Aggredisce col machete il vicino: in casa aveva un arsenale

Si aggrava il conto con la legge dell’uomo arrestato a Pedenghe dopo che aveva aggredito un suo vicino di casa con un machete. I carabinieri, dopo l’udienza di convalida del provvedimento, hanno ritrovato, nei pressi della sua abitazione, un borsone pieno di armi bianche di ogni tipo, dalle katane giapponesi alle asce tattiche tomahawk. Ed è stato denunciato per il possesso abusivo. Tutto era accaduto alla vigilia di Ferragosto.

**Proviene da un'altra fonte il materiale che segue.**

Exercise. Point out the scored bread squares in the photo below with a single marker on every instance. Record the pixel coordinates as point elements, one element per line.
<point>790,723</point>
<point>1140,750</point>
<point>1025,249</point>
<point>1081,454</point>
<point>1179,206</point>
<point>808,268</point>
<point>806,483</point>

Il 32enne, italiano conosciuto alle forze di polizia per vicende che nulla avevano a che vedere con armi o stupefacenti, dopo una serata con un vicino di casa ha proposto a quest’ultimo di consumare della cocaina. Proposta che è stata declinata ma che ha provocato la reazione di chi si è sentito offeso dal rifiuto. Imbracciato un machete ha cercato di colpire il vicino di casa ma è stato interrotto dall’arrivo degli altri residenti che nel frattempo hanno chiamato i carabinieri.

Capendo che l’arrivo di una pattuglia era imminente l’uomo ha nascosto in un cespuglio il suo arsenale privato e poi, con lo stesso machete usato poco prima, è ripartito all’assalto della casa del vicino, sfondando il cancellino e venedo bloccato dai carabinieri. La perquisizione dell’abitazione non aveva dato riscontri quella sera ma i successivi accertamenti hanno portato a rivenire il borsone.